Agência Nuclear da ONU Denuncia Irã ao Conselho de Segurança Após Descoberta de Urânio em Locais Secretos

Agência Nuclear da ONU Denuncia Irã ao Conselho de Segurança Após Descoberta de Urânio em Locais Secretos

Resumo

AIEA Leva Caso Nuclear do Irã ao Conselho de Segurança da ONU Diante de Irregularidades

O Conselho de Governadores da Agência Internacional de Energia Atômica (AIEA) deu um passo significativo ao decidir encaminhar o programa nuclear do Irã ao Conselho de Segurança das Nações Unidas. A decisão foi tomada após o país falhar em fornecer explicações satisfatórias sobre a presença de partículas de urânio em locais não declarados aos inspetores internacionais.

Esta é a primeira vez em aproximadamente duas décadas que a AIEA adota uma medida dessa magnitude contra o regime iraniano, intensificando um impasse que se arrasta há anos. Desde 2019, inspeções da agência detectaram vestígios de urânio de origem humana em diversas áreas do território iraniano que não constavam na lista oficial de instalações nucleares apresentada pelo país.
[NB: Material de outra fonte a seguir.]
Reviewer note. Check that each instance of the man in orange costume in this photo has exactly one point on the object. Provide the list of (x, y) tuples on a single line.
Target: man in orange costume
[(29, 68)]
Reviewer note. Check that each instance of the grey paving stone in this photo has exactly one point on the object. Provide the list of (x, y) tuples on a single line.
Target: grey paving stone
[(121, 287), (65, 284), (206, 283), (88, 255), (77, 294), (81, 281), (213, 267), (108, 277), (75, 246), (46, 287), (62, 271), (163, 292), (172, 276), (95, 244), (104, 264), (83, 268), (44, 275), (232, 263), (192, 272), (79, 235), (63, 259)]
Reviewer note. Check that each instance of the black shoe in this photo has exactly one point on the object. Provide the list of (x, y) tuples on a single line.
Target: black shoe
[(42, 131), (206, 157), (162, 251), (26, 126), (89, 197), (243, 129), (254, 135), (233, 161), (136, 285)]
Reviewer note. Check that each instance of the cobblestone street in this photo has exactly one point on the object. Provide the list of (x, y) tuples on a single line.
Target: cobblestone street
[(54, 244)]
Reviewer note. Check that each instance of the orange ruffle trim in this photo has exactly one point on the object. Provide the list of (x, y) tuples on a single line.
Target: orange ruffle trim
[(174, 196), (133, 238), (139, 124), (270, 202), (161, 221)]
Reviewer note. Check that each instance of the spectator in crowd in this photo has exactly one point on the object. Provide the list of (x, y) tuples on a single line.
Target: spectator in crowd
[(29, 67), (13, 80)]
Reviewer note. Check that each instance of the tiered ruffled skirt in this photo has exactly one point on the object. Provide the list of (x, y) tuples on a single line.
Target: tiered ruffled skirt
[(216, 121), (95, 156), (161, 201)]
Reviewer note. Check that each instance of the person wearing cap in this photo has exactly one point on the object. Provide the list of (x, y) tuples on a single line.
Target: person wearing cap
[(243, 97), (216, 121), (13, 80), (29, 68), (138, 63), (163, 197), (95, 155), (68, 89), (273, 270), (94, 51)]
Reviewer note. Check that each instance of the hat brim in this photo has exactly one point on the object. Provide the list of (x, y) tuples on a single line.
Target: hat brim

A falta de transparência por parte do Irã impede a AIEA de garantir que todo o material nuclear existente no país seja utilizado exclusivamente para fins pacíficos, uma obrigação fundamental prevista no Tratado de Não Proliferação Nuclear. Conforme informação divulgada pela AIEA, essa situação gera sérias preocupações em matéria de proliferação nuclear.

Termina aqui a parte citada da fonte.